Statistically, our results found no significant relationship between depression score and empathy level. This may seem counterintuitive, but several well-cited studies explain the lack of association between different measures of empathy and depression. O′ Connor et al. [39] suggest that the ability to know what people are thinking, termed Theory of Mind (ToM), is a prerequisite for empathy and is common in depressed people. However, healthy empathy also requires an understanding of causality, which is affectively distorted in depression. Therefore, the presence of depression is not associated with empathy levels since depressed people may have normal cognitive empathy levels, but a different empathy experience (due to the misinterpretation of empathy).

Clinical implications

This study showed that lower levels of empathy were significantly associated with older age, increased physical and mental work fatigue, and practice experience between 3 years and less than 6 years. No future measures or adopted solutions can affect the age-related factor. However, it is possible to improve work fatigue conditions. One way to decrease fatigue is for pharmacists: to get proper rest, attend to the body’s physiological needs by maintaining balanced lifestyles, ensure good physical health, and receive the support needed for proper mental health. Since empathy is an active dynamic process, the community pharmacist becomes more receptive to patients’ needs after decreasing work fatigue. This way, the pharmacist is better equipped to reach out to patients and fulfill the accepted model of pharmacy practice, which requires effective communication and the use of interpersonal skills.

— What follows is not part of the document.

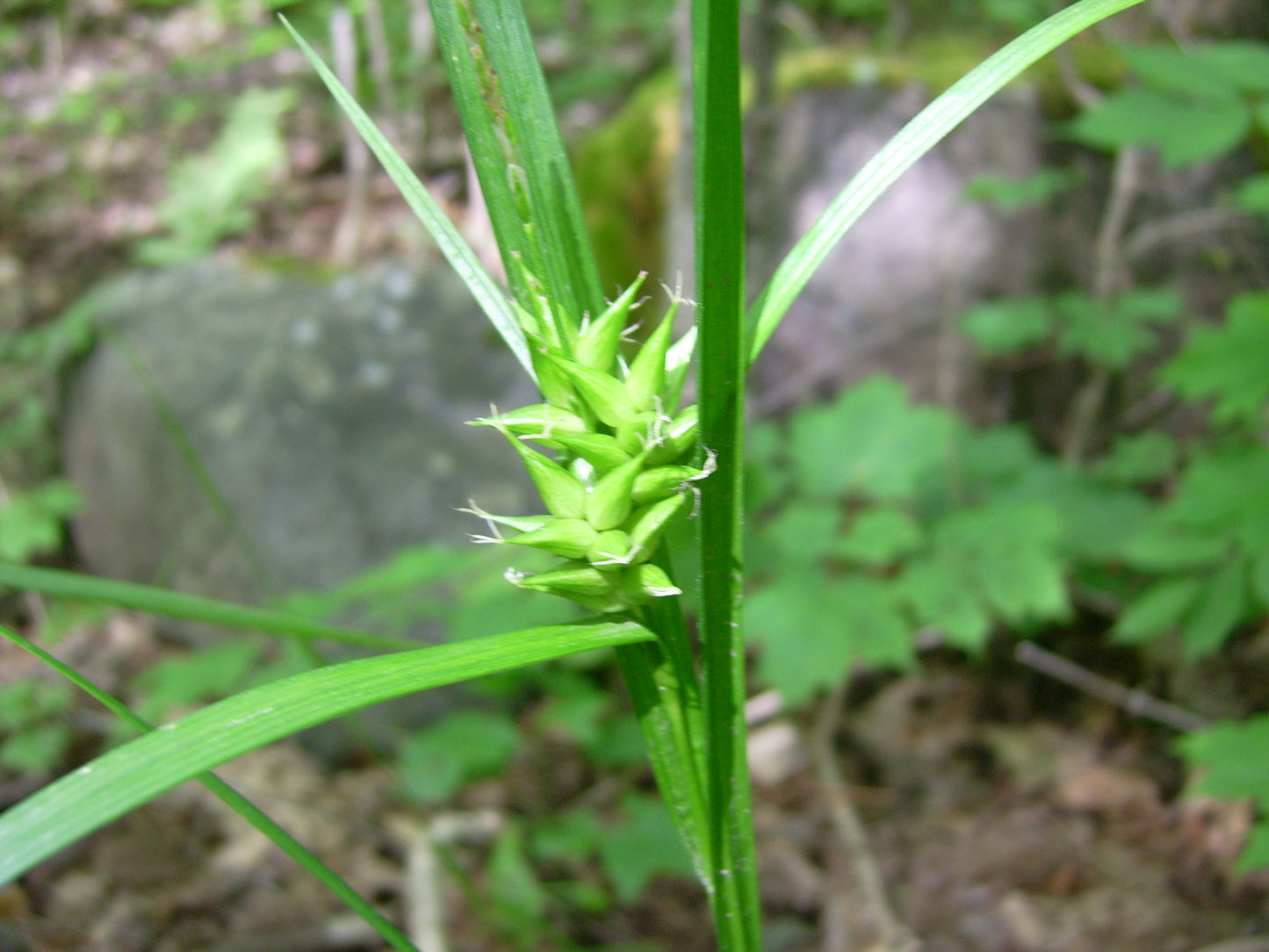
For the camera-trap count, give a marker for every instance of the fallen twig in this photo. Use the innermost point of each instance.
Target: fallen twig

Pharmacy schools took many initiatives to include curriculum modifications, aiming at enhancing empathy in pharmacists during their training. Indeed, by going to the source as early as possible, pharmacy students get a solid formation on empathy and its psychosocial attributes [40]. Implementing different learning techniques i.e., simulated learning with ethical scenarios, inter-professional and problem-based learning, can lead to enhanced values, ethics, and decision-making [41]. Several studies show that empathetic relationships with patients are followed by rewards, with empathetic dialogue leading to patient satisfaction, adherence to treatment (sometimes), comprehension, and enhanced clinical outcomes [42].

Limitations

Our study has several limitations. First, information bias may occur since the questionnaire used is based on self-report of pharmacists’ thoughts and interpretation of symptoms. Social desirability bias may also be noted since participants may want to seem conforming to social norms; this was taken into consideration by making sure that they know that their answers remain anonymous. Secondly, no causality inferences can be made since this study is cross-sectional. Further longitudinal studies are warranted to make causality inferences. However, for this study, we were able to make associations (evaluation of factors associated with empathy). Thirdly, some of the scales used in the questionnaire, such as the Toronto Empathy Questionnaire, are not validated in Lebanon. Nevertheless, the results derived from these scales were found to be noteworthy by the authors, since they provide consistency upon comparison to other studies.

Conclusion

This study shed the light on some factors associated with empathy among Lebanese community pharmacists. Low empathy levels were significantly associated with factors such as age, practice experience, and mental and physical work fatigue, all of which impact the practice, as the accepted model of pharmacy practice requires that pharmacists establish effective communication and use interpersonal skills. Therefore, developing empathetic communication skills is considered essential. Furthermore, increased mental and physical work fatigue should not hinder community pharmacists’ access to self-care, whether for their mental or physical health.